HM Treasury has published a draft regulation outlining UK regulators’ plans to smooth the transition for inbound passporting firms in the event of a ‘no deal’ Brexit.
The draft regulation outlines a temporary permissions regime that will enable EEA financial services firms operating in the UK via a passport to continue their UK operations for a limited period in the event of a ‘no deal’ Brexit.
The temporary permissions regime is designed to mitigate the ‘cliff-edge’ effects of a ‘no deal’ Brexit, and would only be introduced if made necessary as a result of the UK and the EU failing to reach a post-Brexit agreement for financial services.

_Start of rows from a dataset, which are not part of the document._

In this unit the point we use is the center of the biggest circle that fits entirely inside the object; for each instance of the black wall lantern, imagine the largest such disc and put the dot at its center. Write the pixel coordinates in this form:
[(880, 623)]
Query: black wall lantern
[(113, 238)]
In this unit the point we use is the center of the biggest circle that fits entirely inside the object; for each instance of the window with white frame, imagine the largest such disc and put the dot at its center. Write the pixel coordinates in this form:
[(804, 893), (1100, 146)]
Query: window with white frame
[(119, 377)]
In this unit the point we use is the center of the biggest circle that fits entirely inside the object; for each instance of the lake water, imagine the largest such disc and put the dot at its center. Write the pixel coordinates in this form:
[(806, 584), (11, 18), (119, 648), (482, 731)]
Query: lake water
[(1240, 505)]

Under the agreement, EEA firms will be allowed to continue to operate in the UK for a limited period after the UK has left the EU in the event that there is no formal transitional period for Brexit, but will have to seek authorisation to operate in the UK whilst the temporary regime is in place. EEA firms will need to notify the relevant UK regulator that they intend to use the temporary scheme.
A crucial detail is that the plan does not provide similar relief for UK firms passporting outwards into the EEA.

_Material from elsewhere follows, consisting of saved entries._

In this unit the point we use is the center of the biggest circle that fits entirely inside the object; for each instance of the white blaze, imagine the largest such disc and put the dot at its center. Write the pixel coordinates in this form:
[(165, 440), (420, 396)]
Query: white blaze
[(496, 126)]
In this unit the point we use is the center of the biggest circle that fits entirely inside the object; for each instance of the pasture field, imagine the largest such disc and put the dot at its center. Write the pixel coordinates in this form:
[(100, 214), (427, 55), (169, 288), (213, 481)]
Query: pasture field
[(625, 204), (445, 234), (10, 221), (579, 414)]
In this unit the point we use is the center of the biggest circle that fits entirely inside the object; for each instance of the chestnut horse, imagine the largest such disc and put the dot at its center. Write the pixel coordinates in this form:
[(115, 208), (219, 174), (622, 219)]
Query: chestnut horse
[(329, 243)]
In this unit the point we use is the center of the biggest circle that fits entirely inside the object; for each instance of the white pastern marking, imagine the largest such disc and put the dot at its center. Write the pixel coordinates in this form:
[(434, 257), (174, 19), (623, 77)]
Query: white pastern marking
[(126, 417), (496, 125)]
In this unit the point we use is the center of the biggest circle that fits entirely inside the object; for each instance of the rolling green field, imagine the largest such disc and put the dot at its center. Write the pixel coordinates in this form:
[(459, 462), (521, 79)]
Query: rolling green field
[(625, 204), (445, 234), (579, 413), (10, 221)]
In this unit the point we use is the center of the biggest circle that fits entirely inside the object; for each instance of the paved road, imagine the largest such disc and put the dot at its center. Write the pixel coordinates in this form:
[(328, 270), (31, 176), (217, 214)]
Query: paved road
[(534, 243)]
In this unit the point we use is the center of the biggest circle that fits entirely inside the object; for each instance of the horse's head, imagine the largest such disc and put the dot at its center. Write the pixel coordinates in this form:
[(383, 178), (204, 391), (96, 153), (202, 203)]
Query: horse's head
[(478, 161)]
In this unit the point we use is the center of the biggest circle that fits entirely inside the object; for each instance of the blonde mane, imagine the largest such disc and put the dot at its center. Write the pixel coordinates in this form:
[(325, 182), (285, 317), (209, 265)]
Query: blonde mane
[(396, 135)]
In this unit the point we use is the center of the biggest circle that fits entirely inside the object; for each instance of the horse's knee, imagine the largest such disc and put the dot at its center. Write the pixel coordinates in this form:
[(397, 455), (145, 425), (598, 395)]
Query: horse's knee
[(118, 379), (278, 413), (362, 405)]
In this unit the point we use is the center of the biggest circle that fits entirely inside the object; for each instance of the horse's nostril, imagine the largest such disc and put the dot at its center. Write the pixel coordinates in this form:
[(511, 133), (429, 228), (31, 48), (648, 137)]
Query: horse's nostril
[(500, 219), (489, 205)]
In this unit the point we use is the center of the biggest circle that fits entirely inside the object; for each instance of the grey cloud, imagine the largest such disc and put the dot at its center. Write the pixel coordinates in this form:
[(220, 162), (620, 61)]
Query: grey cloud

The draft regulation does not cover EEA payment institutions and electronic money issuers, or EEA-domiciled UCITS schemes and alternative investment funds. HM Treasury is currently formulating plans to provide for similar transitional regimes for such firms under separate pieces of legislation.
It also indicates that the regime would be put in place for a three-year period beginning when the UK leaves the EU, and that HMT will have the power to extend the regime by up to one year at a time.

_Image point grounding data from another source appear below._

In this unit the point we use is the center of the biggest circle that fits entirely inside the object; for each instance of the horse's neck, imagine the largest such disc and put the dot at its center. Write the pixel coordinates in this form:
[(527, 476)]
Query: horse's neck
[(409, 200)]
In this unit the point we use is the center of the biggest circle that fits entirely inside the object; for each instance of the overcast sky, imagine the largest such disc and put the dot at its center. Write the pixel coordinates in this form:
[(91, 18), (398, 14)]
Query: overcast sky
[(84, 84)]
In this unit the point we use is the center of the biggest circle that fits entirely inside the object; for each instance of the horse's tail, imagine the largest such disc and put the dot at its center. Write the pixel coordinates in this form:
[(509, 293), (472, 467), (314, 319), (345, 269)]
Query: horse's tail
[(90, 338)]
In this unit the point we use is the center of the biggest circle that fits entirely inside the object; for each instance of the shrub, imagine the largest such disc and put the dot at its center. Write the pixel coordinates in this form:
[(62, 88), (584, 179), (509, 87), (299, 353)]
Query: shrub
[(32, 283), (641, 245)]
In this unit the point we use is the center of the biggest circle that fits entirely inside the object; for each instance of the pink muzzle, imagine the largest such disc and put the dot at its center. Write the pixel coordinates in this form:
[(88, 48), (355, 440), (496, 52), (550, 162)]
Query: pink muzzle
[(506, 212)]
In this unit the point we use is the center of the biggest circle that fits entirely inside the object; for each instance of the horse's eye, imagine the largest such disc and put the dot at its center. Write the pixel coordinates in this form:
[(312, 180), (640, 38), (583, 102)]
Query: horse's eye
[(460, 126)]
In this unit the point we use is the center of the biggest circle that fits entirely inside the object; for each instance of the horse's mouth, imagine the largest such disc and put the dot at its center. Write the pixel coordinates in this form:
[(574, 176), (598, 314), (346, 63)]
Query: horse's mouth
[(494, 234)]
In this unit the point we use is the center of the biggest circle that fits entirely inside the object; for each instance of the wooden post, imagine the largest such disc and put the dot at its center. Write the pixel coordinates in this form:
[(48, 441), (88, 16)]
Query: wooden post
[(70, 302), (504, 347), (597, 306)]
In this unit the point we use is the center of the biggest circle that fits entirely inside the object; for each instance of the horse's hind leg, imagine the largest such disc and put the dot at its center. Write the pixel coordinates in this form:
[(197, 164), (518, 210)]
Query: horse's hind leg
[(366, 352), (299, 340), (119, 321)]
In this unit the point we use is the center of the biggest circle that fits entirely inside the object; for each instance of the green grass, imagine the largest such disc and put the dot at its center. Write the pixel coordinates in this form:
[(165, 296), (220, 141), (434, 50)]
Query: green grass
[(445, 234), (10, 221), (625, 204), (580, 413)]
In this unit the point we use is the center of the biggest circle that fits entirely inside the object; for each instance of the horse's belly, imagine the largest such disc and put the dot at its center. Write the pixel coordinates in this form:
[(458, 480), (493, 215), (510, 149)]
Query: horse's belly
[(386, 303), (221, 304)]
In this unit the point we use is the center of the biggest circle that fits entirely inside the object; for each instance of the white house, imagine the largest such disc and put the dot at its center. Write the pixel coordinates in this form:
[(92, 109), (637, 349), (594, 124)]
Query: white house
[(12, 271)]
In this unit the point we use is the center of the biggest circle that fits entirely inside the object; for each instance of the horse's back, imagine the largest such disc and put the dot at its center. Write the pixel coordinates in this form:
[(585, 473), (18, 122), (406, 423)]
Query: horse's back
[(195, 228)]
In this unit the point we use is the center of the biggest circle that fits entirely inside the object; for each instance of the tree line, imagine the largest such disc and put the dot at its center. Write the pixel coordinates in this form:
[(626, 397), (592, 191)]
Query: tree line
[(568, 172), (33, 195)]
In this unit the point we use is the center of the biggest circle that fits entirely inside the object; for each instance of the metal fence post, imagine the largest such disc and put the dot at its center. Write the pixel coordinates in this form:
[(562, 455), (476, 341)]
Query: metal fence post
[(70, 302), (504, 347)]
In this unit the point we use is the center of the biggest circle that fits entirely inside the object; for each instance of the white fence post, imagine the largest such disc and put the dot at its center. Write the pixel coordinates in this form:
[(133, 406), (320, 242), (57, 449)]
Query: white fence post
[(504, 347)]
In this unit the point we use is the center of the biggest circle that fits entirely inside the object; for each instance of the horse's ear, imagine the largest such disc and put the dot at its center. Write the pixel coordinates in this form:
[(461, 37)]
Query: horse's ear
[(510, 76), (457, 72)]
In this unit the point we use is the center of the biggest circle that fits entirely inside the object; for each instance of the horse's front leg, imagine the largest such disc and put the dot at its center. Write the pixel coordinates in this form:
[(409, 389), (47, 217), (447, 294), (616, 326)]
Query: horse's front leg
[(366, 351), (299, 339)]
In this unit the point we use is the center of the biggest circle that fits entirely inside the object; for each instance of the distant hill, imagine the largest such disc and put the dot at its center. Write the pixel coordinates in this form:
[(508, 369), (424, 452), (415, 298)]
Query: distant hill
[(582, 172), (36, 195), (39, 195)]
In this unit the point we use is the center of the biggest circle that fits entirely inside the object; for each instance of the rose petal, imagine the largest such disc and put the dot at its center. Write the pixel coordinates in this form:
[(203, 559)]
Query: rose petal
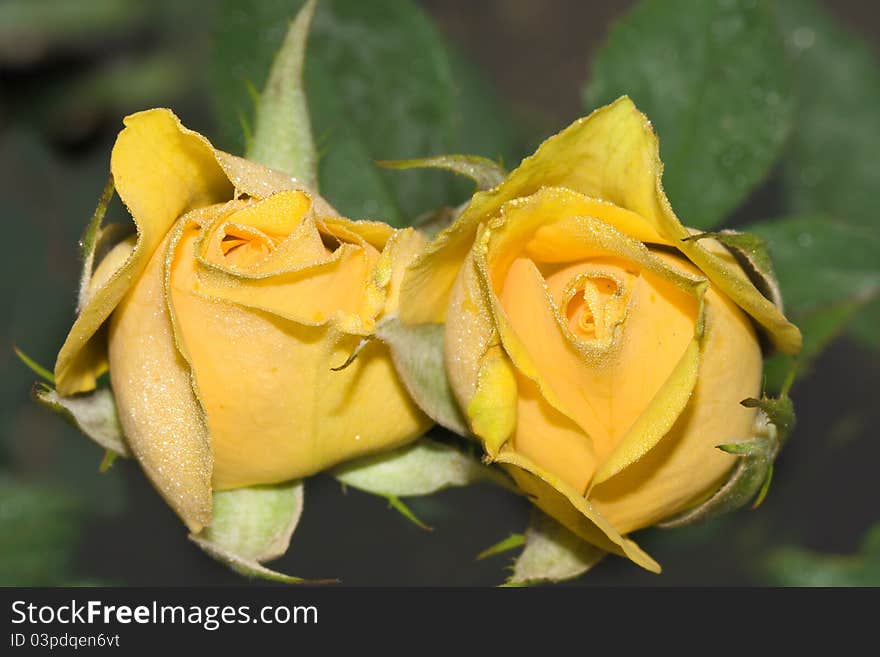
[(160, 170)]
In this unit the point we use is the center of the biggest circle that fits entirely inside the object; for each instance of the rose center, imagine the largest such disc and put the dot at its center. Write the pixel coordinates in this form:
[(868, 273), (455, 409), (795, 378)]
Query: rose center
[(243, 246), (593, 304)]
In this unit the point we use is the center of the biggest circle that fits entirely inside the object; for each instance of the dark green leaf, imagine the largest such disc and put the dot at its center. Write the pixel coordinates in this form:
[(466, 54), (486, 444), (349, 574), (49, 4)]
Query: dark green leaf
[(798, 567), (831, 163), (713, 78), (380, 85), (828, 271), (40, 530)]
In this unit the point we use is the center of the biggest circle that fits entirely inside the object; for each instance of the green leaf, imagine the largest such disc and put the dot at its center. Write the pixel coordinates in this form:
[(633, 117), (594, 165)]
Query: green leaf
[(831, 163), (828, 273), (417, 352), (485, 173), (40, 530), (421, 468), (88, 244), (398, 505), (798, 567), (714, 80), (93, 413), (380, 85), (282, 136), (821, 261), (750, 251), (34, 366), (248, 567), (552, 553), (750, 478), (253, 525)]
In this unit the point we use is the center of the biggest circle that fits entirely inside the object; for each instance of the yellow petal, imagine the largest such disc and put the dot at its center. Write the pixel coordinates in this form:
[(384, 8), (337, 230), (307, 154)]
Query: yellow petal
[(159, 413), (604, 155), (300, 280), (275, 409), (492, 409), (604, 385), (550, 439), (160, 170), (469, 332), (612, 154), (686, 465), (560, 501)]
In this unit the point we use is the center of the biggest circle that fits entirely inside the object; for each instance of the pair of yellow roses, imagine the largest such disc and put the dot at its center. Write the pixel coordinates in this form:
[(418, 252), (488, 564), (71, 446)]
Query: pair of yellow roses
[(595, 353)]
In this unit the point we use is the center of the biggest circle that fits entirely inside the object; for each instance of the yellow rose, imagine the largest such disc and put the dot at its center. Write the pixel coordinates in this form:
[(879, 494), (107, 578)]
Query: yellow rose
[(221, 318), (596, 354)]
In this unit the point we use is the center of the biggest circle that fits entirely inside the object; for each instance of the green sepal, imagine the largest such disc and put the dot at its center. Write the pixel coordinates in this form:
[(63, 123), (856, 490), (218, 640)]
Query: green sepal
[(400, 506), (433, 222), (417, 352), (253, 525), (510, 543), (420, 468), (282, 137), (750, 479), (250, 568), (88, 243), (93, 413), (485, 173), (779, 410), (552, 553), (34, 366), (750, 251)]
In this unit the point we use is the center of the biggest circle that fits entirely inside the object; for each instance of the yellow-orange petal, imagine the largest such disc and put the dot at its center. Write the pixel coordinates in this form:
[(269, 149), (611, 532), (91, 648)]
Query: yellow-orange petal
[(158, 410)]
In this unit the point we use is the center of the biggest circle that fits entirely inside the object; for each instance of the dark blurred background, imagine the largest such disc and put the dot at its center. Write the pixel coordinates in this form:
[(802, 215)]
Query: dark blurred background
[(70, 70)]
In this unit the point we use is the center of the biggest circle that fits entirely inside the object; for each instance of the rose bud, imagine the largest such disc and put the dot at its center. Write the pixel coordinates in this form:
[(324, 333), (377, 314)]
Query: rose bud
[(222, 319), (597, 350)]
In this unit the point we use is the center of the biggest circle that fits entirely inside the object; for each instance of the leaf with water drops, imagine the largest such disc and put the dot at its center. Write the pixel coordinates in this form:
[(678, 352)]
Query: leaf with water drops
[(830, 165), (380, 85), (713, 78), (828, 273)]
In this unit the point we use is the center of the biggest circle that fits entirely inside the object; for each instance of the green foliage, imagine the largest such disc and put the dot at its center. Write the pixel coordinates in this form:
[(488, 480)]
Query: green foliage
[(830, 165), (828, 272), (713, 79), (282, 136), (40, 529), (380, 85), (798, 567)]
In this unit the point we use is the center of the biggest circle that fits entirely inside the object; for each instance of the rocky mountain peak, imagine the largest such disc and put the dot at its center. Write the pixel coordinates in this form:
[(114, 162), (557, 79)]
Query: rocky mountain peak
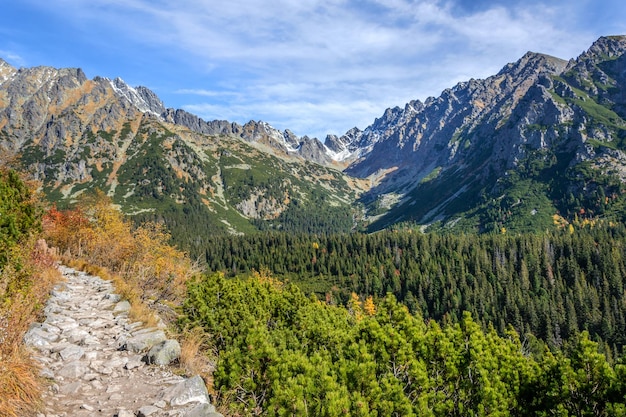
[(606, 47), (6, 70), (141, 97)]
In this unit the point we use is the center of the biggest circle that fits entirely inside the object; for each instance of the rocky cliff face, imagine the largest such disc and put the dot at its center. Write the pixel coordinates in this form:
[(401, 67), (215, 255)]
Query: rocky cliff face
[(451, 154), (543, 127), (75, 135)]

The FCA and the PRA will consult later this year to discuss the detail of the regime for relevant firms, including which rules will likely apply to firms that are using the temporary permissions regime, and the level of fees to be paid by firms during the regime.
Whilst this development may provide a morsel of reassurance for the UK financial services industry, little time remains before the UK officially leaves the EU and there are serious questions that still need to be answered relating to what the post-Brexit regulatory landscape will look like.